Roast the onions on low heat until uniformly light brown in colour. The key here is to not overcook or fry the onions too much. We are looking for cooked yet soft onions for the gravy. Keeping flame low makes sure the sides of the onions don’t get burned.
Now add the ginger and garlic and saute for 30 seconds until fragrant. Then add all the spices – chilli powder, jeera powder, coriander powder, turmeric, and pepper. Fry for a minute on low heat.

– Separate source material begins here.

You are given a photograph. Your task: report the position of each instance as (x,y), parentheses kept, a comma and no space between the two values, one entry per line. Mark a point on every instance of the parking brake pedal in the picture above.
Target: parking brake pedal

Next, add the cubed tomatoes and green chillies (if using) along with 1 cup water. Remember to adjust the level of heat you’d prefer. We like our egg roast on the spicy side. Cook this gravy until the tomatoes are soft. This takes about 7 mins or so. Add more water if the gravy becomes too thick but too not too much. Egg roast is meant to have a thick non-watery gravy.
When the gravy is cooked and mushy, add chopped coriander leaves and salt. A pinch of sugar is a good idea too.
Now go back to our pan of boiled eggs and shell them carefully. Make small slits on the side of the eggs and pour the gravy on top.
Give the egg roast a gentle mix and let it sit for 10-15 mins for the eggs to soak up the gravy a bit.
All done! Serve Kerala egg roast with any side of your choice.